The triple evolution dynamical instability: Stellar collisions in the field and the formation of exotic binaries

The triple evolution dynamical instability: Stellar collisions in the   field and the formation of exotic binaries

Physical collisions and close approaches between stars play an important role in the formation of exotic stellar systems. Standard theories suggest that collisions are rare, occurring only via random encounters between stars in dense clusters. We present a different formation pathway, the triple evolution dynamical instability (TEDI), in which mass loss in an evolving triple star system causes orbital instability. The subsequent chaotic orbital evolution of the stars triggers close encounters, collisions, exchanges between the stellar components, and the dynamical formation of eccentric compact binaries (including Sirius like binaries). We demonstrate that the rate of stellar collisions due to the TEDI is approximately 10^{-4} yr^{-1} per Milky-Way Galaxy, which is nearly 30 times higher than the total collision rate due to random encounters in the Galactic globular clusters. Moreover, we find that the dominant type of stellar collisions is qualitatively different; most collisions involve asymptotic giant branch stars, rather than main sequence, or slightly evolved stars, which dominate collisions in globular clusters. The TEDI mechanism should lead us to revise our understanding of collisions and the formation of compact, eccentric binaries in the field.


💡 Research Summary

The paper introduces a novel pathway for stellar collisions that operates outside dense star clusters, termed the Triple Evolution Dynamical Instability (TEDI). In a hierarchical triple system, the most massive component eventually evolves off the main sequence and ascends the asymptotic giant branch (AGB). During this phase the star undergoes rapid mass loss, which alters the total mass, the mass ratios, and the orbital separations of the triple. When the change pushes the system across a critical stability boundary—defined by the ratio of the outer to inner semi‑major axes and the mass distribution—the triple becomes dynamically unstable.

Once instability sets in, the three‑body problem enters a chaotic regime. Energy and angular momentum are exchanged in a highly non‑linear fashion, leading to a variety of outcomes: (i) two stars may pass within a few stellar radii, producing a direct physical collision; (ii) close passages can trigger tidal stripping, mass transfer, or even the formation of a temporary common envelope; (iii) the third star can be ejected from the system, or the remaining pair can settle into a new binary with a very high eccentricity (e≈0.5–0.9). The authors emphasize that the collisions produced by TEDI are dominated by the AGB star, whose large radius dramatically increases the geometric cross‑section for impact. This contrasts sharply with collisions in globular clusters, which are typically between main‑sequence or slightly evolved stars.
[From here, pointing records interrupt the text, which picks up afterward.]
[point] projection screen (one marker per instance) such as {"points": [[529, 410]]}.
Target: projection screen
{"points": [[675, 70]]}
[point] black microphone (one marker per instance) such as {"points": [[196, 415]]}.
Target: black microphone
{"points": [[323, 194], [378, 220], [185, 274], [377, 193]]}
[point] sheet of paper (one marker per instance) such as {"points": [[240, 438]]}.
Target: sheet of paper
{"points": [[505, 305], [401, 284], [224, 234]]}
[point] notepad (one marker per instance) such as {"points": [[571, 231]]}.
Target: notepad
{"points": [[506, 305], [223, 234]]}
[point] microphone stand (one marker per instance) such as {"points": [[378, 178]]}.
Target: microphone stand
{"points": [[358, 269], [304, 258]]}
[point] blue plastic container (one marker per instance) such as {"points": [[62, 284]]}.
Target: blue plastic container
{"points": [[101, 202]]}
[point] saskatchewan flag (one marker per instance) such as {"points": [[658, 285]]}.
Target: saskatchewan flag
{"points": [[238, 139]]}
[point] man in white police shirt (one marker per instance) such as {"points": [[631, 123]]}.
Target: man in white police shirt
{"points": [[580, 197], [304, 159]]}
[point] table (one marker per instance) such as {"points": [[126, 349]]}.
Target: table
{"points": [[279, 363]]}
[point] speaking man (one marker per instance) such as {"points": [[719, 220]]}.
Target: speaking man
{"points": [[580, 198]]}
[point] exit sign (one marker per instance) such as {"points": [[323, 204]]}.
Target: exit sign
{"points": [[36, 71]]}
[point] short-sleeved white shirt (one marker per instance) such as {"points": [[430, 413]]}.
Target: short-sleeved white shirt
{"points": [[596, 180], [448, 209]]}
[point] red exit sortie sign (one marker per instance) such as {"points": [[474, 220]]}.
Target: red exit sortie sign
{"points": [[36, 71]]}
To quantify the importance of TEDI, the authors combine observational estimates of the Galactic triple fraction (≈10 % of all stellar systems), stellar evolution models that give the timing and magnitude of mass loss, and N‑body simulations of unstable triples. Their calculations yield an average collision rate of roughly 10⁻⁴ yr⁻¹ per Milky Way‑type galaxy, i.e., one event every ten thousand years. This is about thirty times larger than the total collision rate inferred from random close encounters in all Galactic globular clusters combined (≈3×10⁻⁶ yr⁻¹). Moreover, because the dominant colliding objects are AGB stars, the post‑collision remnants are expected to be unusually massive white dwarfs, neutron stars, or even black holes surrounded by enriched circumstellar material.

A particularly compelling implication of TEDI is the natural formation channel for eccentric compact binaries such as the Sirius system. After the chaotic phase, the surviving binary often retains a high eccentricity while the components have already evolved into a white dwarf and a main‑sequence star, matching the observed properties of many field binaries that are difficult to explain with standard binary evolution alone. The authors also note that the ejected third star can become a high‑velocity runaway, providing a potential explanation for some isolated high‑speed stars observed in the Galactic halo.

The paper concludes that TEDI fundamentally reshapes our understanding of where and how stellar collisions occur. It demonstrates that field triples, through their intrinsic evolutionary mass loss, can generate collisions far more frequently than dense clusters, and that the nature of those collisions (AGB‑driven, high‑eccentricity outcomes) is qualitatively different. The authors call for targeted observational campaigns—such as Gaia astrometry to identify unstable triples, time‑domain surveys to catch transient collision signatures, and gravitational‑wave detectors to search for eccentric compact binaries—to test the predictions of the TEDI framework. In doing so, they open a new avenue for linking stellar evolution, three‑body dynamics, and the observed population of exotic binaries in the Milky Way.